On peut parler de différence ethnique, religieuse et culturelle, notamment, pour préciser un peu ce que signifie la différence entre les hommes. Accepter la différence revient à incarner une attitude d'ouverture à l'altérité, par laquelle ce qui nous est étranger n'est pas considéré avec hostilité mais au contraire avec un esprit de tolérance.

Accepter la différence signifie donc entretenir un rapport de respect vis-à-vis de ce qui se distingue de nous même, d'une part, mais aussi faire en sorte que cette différence puisse s'exprimer en toute liberté.

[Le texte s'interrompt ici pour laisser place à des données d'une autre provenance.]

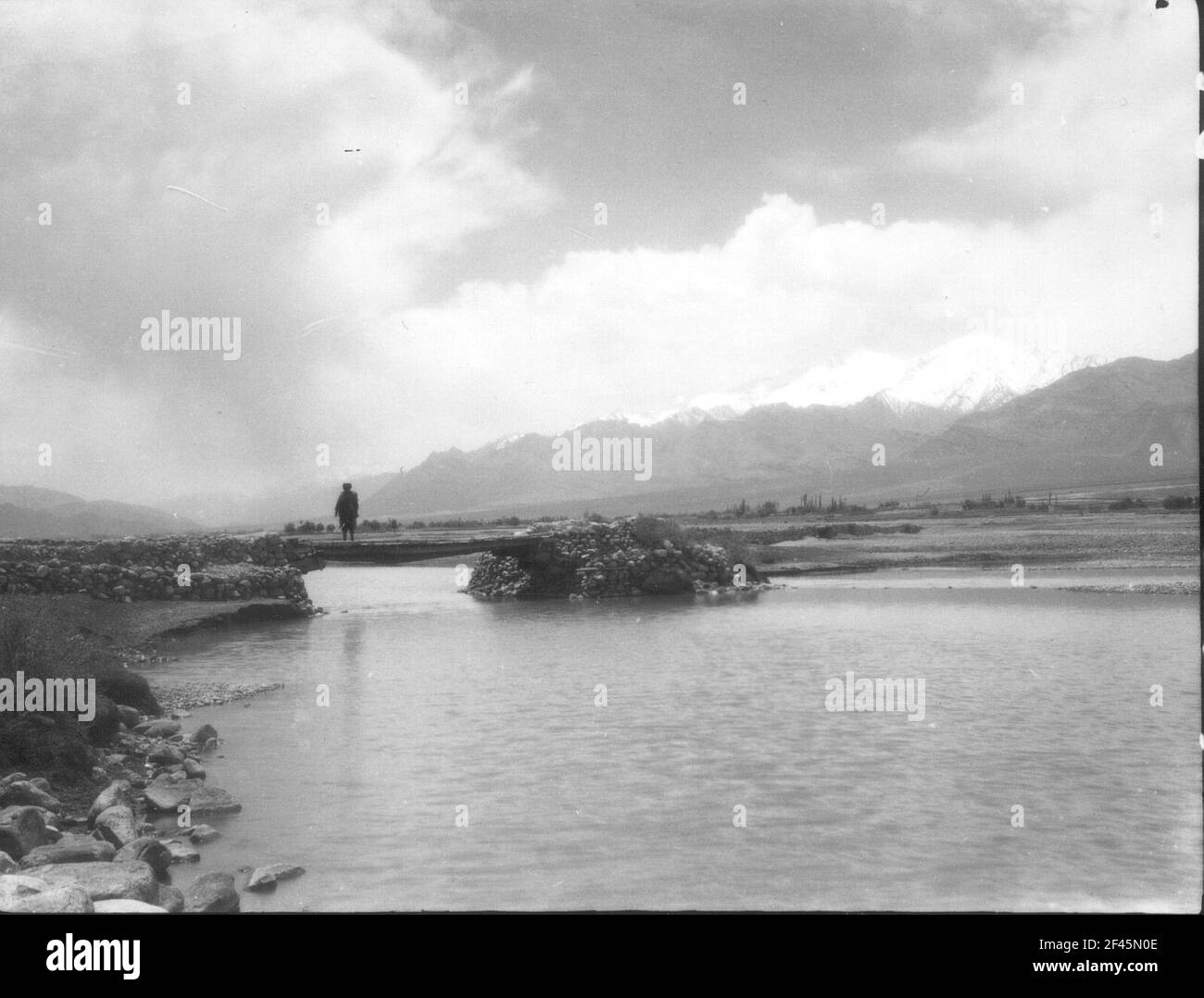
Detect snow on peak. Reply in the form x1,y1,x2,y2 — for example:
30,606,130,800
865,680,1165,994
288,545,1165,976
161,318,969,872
674,332,1104,419
878,333,1098,413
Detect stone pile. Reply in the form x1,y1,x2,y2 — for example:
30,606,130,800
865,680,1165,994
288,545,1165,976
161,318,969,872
469,518,732,600
0,705,305,914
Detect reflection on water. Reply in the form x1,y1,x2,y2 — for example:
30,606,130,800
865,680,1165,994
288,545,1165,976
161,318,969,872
147,567,1200,911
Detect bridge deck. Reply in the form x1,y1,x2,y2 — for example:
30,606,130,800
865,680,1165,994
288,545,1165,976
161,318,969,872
314,537,539,565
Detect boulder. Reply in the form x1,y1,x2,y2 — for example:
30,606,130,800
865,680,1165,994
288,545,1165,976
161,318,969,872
88,780,130,829
147,742,184,766
4,883,95,915
0,873,51,911
113,835,172,875
188,825,221,845
0,780,63,814
0,805,47,859
20,835,117,869
37,859,159,904
184,873,238,911
159,883,184,913
94,889,168,915
164,839,201,863
247,863,305,891
188,781,242,815
96,805,139,849
133,718,180,738
144,777,205,814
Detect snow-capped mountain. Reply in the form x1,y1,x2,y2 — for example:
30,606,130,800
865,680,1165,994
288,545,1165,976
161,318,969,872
674,333,1104,421
876,333,1104,413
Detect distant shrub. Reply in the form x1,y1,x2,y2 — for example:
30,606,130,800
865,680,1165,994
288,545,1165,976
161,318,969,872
1108,496,1145,513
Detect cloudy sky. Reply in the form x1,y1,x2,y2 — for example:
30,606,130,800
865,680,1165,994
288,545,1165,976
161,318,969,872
0,0,1199,502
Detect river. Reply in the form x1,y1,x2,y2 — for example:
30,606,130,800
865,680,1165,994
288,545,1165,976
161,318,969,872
138,566,1201,911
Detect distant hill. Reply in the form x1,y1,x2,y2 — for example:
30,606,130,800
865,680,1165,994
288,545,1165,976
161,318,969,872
361,353,1199,518
165,472,397,530
0,485,201,540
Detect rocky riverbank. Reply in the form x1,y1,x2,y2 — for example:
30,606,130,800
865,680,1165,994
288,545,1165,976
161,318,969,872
0,705,305,914
466,517,759,600
0,533,320,610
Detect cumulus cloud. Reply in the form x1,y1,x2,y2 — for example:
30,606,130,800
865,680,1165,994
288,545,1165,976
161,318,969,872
0,0,551,494
0,3,1197,497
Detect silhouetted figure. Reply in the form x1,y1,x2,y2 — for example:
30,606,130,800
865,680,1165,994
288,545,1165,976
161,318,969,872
334,481,360,541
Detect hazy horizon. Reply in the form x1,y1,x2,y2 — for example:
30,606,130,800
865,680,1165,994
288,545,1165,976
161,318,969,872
0,0,1199,505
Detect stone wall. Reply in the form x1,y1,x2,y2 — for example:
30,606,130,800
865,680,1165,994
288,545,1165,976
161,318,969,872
0,534,320,605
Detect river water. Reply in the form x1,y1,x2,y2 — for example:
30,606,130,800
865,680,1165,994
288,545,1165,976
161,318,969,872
143,567,1201,911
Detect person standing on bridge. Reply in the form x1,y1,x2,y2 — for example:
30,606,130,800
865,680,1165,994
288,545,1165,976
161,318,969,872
334,481,360,541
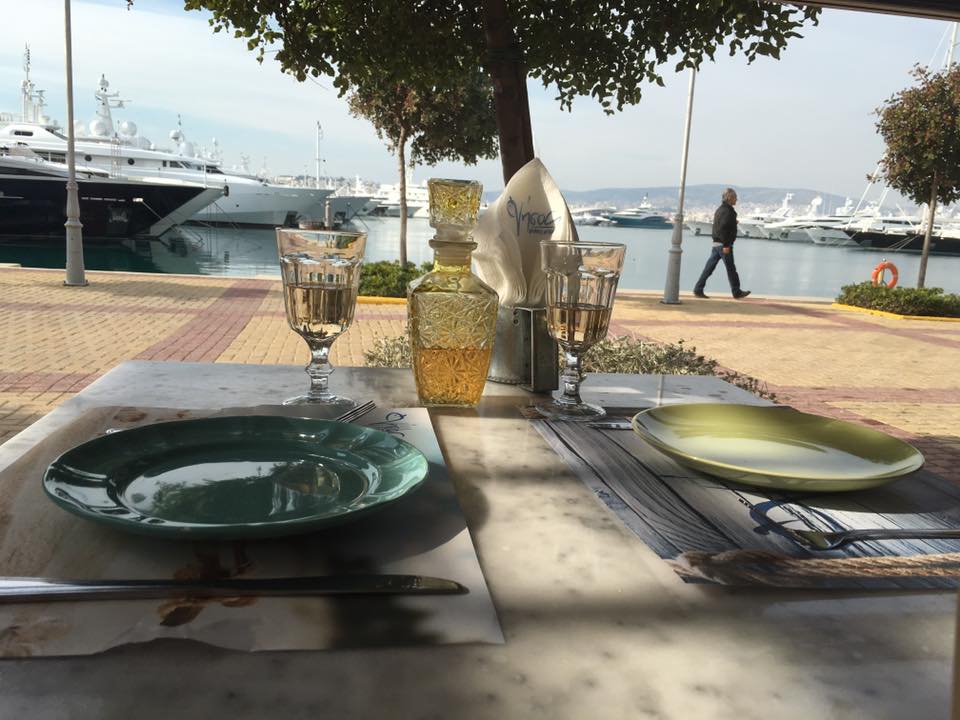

Accepter la différence ne désigne donc pas seulement une attitude réceptive, d'ouverture à l'altérité, mais aussi une attitude active, permettant l'épanouissement de la différence. A première vue, « reconnaître » et « accepter » la différence parait désigner la même chose.

Mais nous nous demanderons si les différentes acceptions du verbe reconnaître ne compliquent pas l'identification de cet acte avec le geste qui consiste à accepter la différence. I. La reconnaissance spéculaire de la différence n'est pas son acceptation a. Reconnaître la différence comme sa propre singularité Dans un premier temps, nous soutiendrons que reconnaître la différence n'est pas l'accepter.

En effet, reconnaître la différence d'autrui peut signifier que nous entretenons un rapport spéculaire avec elle : je reconnais la différence d'autrui en me reconnaissant en elle, je la reconnais, au sens où la différence m'est déjà connue.

Or, loin d'être une acceptation de la différence, une telle reconnaissance peut au contraire mener à un rejet complet de celle-ci.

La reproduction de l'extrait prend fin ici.